How Josh Bartelstein Makes His Money
| Source | Description |
|---|---|
| Phoenix Suns CEO salary | Primary income since April 2023 |
| Detroit Pistons front office | Prior roles over roughly 7.5 to 8 years |
| Executive compensation package | Tied to running the Suns, Mercury, and Footprint Center |
Josh Bartelstein’s Career Timeline

His career moved from a walk-on spot at Michigan, to team captain of a national runner-up squad, to nearly eight years of front-office roles with the Detroit Pistons, and finally to being named Phoenix Suns CEO in April 2023 at age 33. That trajectory reflects a steady climb through operational roles rather than a sudden jump into leadership.
Conclusion
Josh Bartelstein built his career from a walk-on college role into one of the youngest CEO positions in NBA history, leading the Phoenix Suns, Mercury, and Footprint Center since 2023. While his career achievements, family background, and leadership philosophy are well documented, his exact net worth isn’t public, and online estimates ranging from $5 million to $100 million should be treated with real skepticism rather than taken as fact.

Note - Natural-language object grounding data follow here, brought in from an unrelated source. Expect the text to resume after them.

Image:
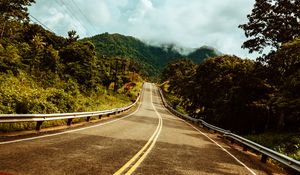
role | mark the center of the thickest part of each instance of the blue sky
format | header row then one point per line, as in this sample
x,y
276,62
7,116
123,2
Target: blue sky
x,y
188,23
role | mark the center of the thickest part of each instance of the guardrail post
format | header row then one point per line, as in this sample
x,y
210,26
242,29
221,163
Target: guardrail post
x,y
38,125
264,158
69,122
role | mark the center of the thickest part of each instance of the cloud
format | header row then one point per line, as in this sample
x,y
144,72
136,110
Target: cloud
x,y
192,23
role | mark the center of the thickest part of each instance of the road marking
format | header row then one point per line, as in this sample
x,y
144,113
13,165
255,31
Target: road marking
x,y
139,157
222,148
74,130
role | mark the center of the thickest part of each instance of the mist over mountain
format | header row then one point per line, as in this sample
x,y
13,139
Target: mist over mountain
x,y
151,58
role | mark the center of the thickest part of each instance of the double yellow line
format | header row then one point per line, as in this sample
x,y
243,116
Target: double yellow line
x,y
139,157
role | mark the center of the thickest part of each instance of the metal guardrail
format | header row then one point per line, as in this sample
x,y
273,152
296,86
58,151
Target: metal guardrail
x,y
40,118
265,152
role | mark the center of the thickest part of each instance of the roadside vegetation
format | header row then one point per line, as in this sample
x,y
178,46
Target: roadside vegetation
x,y
41,72
257,99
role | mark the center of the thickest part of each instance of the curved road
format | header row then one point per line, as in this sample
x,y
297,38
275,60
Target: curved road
x,y
148,141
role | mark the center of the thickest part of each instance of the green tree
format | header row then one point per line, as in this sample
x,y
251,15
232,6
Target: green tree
x,y
13,13
72,37
80,63
272,23
227,89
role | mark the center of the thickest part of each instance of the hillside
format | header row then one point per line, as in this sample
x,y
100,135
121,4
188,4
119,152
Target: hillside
x,y
151,59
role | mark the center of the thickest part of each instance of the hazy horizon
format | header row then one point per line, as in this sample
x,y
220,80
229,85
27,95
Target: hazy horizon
x,y
190,25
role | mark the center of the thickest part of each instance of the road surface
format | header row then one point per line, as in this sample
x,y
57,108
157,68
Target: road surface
x,y
148,141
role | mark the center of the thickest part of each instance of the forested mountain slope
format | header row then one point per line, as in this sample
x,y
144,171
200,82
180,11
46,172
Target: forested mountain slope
x,y
151,59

Frequently Asked Questions
Is Josh Bartelstein’s exact net worth known?
No. There’s no confirmed figure. Online estimates vary enormously and several appear to be inaccurate or based on mixed-up information about his father’s career instead of his own.
Is Josh Bartelstein a sports agent like his father?
No. His father Mark Bartelstein is the agent. Josh is a team executive who has run the Suns, Mercury, and Footprint Center since 2023.
How old was Josh Bartelstein when he became Suns CEO?
He was 33 when Mat Ishbia named him CEO in April 2023.
Did Josh Bartelstein play in the NBA?
No. He played college basketball at Michigan as a walk-on and moved into front-office roles after graduating, never playing professionally.
What team did Josh Bartelstein work for before the Suns?
The Detroit Pistons, where he spent about 7.5 to 8 years in various front-office positions.